Monday, December 17, 2007

AIDS prevention funds debated: What is your say??

Role of abstinence key in Africa plan
By John Donnelly
Globe Staff / December 12, 2007

WASHINGTON - The most important battle today in fighting the AIDS pandemic, health specialists told a Senate committee yesterday, was stopping the transmission of the HIV virus in the first place. But with hundreds of millions of dollars in prevention money at stake in Congress, the experts couldn't agree on just how to do that.

Congress is considering a $30 billion five-year extension of the Bush administration's global AIDS plan that would roughly double the funding from its first five years. While there is bipartisan support for a second five-year commitment, one provision has sparked fire.
Backed by powerful conservative Christians and several epidemiologists, the White House wants to set aside a percentage of the money for messages promoting abstinence and sexual fidelity. But a group of global health specialists convened by the Institute of Medicine reported earlier this year that the strategy unwisely eliminated countries' flexibility to choose how to spend the money.

The United Nations estimates that 33.2 million people globally are living with HIV and that 2.5 million became infected this year.
At a hearing before the Senate Health, Education, Labor and Pensions Committee yesterday, several specialists testified that, unless the numbers of new infections drastically decrease, treatment programs will not keep pace.
In the first five years of the US program, Congress required that a third of total prevention budget be used to support abstinence; the requirement was later expanded to include initiatives promoting monogamy. A plan before the Senate, submitted by Richard G. Lugar, a Republican from Indiana, would allocate half of the prevention funds aimed at sexual transmission of the disease for abstinence and fidelity programs.

Dr. Mark R. Dybul, the US global AIDS coordinator, told the committee yesterday that he "strongly favored" Lugar's approach because evidence supports abstinence and monogamy as ways to prevent the spread of HIV. But he added that prevention strategy could change, saying "I'm not sure 50 percent [of the budget] will be needed in five years."

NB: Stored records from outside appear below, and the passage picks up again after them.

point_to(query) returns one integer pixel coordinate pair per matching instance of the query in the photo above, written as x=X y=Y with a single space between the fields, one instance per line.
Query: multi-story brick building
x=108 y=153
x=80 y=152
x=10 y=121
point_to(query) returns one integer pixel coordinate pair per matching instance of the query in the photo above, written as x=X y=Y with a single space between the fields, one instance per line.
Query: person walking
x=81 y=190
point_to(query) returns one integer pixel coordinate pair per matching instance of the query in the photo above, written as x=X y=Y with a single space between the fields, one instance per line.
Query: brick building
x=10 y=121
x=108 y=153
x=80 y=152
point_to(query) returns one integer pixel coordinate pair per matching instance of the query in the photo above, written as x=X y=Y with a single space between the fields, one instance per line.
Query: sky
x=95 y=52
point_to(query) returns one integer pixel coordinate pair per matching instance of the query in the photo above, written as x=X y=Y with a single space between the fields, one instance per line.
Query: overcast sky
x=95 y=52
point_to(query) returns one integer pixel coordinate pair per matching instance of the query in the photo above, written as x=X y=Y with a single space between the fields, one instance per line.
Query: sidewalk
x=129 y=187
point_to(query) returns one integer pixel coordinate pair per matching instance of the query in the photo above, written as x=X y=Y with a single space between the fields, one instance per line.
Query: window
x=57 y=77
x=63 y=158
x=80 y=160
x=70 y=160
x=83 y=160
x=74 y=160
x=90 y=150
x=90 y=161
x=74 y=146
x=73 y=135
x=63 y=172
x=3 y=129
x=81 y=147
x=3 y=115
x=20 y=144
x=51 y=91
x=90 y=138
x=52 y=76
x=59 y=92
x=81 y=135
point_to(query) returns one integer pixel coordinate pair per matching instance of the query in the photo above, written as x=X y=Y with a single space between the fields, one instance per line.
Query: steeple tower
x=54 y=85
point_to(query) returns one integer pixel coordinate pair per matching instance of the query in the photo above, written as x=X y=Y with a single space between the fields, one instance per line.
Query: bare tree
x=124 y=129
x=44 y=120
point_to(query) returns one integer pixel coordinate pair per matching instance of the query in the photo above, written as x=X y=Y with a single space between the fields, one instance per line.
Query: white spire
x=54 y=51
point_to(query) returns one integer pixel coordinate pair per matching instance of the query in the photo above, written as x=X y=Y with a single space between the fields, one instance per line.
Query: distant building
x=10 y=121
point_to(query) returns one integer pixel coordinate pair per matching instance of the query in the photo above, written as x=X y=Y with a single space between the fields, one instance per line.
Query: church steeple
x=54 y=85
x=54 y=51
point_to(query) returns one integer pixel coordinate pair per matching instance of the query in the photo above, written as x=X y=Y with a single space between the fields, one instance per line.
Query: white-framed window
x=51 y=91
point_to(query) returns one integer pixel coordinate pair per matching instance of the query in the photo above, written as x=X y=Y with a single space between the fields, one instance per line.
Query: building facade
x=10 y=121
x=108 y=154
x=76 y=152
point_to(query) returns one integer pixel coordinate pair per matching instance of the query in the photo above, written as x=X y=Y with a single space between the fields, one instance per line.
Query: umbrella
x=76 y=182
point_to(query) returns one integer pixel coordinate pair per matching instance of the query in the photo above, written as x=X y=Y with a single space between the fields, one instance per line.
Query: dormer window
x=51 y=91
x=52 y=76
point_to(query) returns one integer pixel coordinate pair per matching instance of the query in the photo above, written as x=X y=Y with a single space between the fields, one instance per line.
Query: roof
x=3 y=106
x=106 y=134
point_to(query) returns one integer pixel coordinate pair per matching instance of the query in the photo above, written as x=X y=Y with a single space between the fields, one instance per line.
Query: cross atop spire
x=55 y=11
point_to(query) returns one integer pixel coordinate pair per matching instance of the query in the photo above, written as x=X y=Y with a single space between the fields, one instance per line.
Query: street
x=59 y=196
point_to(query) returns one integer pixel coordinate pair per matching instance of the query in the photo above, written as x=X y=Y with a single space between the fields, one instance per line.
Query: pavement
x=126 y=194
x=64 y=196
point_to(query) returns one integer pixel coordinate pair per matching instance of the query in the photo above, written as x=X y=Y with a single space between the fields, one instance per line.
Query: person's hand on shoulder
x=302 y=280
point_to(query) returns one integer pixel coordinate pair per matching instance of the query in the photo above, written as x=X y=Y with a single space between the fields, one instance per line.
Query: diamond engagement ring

Other prevention strategies include trying to stop HIV transmission from mother to child at birth, promoting consistent use of condoms, and expanding programs for male circumcision, which studies have concluded is a highly effective means of reducing the risk of transmission.
Dr. Norman Hearst, a researcher at the University of California-San Francisco, told the panel that Uganda's reduction of HIV infections in the late 1980s and '90s can be attributed largely to a decrease in the number of adults having multiple sexual partners.

Hearst argued that Congress must set targets for abstinence and fidelity rates for African countries that receive US aid because plans to fight AIDS there were "put together by Western consultants" who often believe condoms should be the chief means of prevention. "A condom-first approach has never worked" in areas where sexual transmission drives the spread of the disease, he said.
But Dr. Helen L. Smits, the co-chair of the Institute of Medicine report on the US global AIDS program, said that Hearst's characterization of the plans was unfair. If there were no spending requirements, she said, countries could tailor programs to their needs. "If a country discovers it has a big program with needle-sharing [spreading HIV], they could devote all their money in one year to stamp it out," Smits said.

Senator Edward M. Kennedy, the Massachusetts Democrat who chairs the committee, indicated he, too, favored a comprehensive approach that allowed nations some flexibility for spending the prevention money.
The complexities of building prevention programs, some specialists said, have become apparent in the emerging evidence that a large number of sexual partners in Africa do not have the same HIV status - one partner is HIV-positive while the other is not.
One survey estimated that 450,000 "discordant couples" in Kenya alone fit into this category.

"This is a major challenge that frankly we don't know how to deal with," Dr. Peter Piot, executive director of UNAIDS, said after the hearing. "Condoms are critical for these couples. Marriage was not made for abstinence."
Prevention campaigns targeting these couples could include a mix of strategies, said specialists - including pledges to abstain, health counseling sessions, and consistent use of condoms.

Piot, who co-discovered the Ebola virus in 1975 in then-Zaire and who has worked on AIDS since the mid-1980s, said he still believes that fighting the virus depended on using several intervention strategies at once. "You need to combine interventions. I'm deeply suspicious of the search for a magic bullet," he said.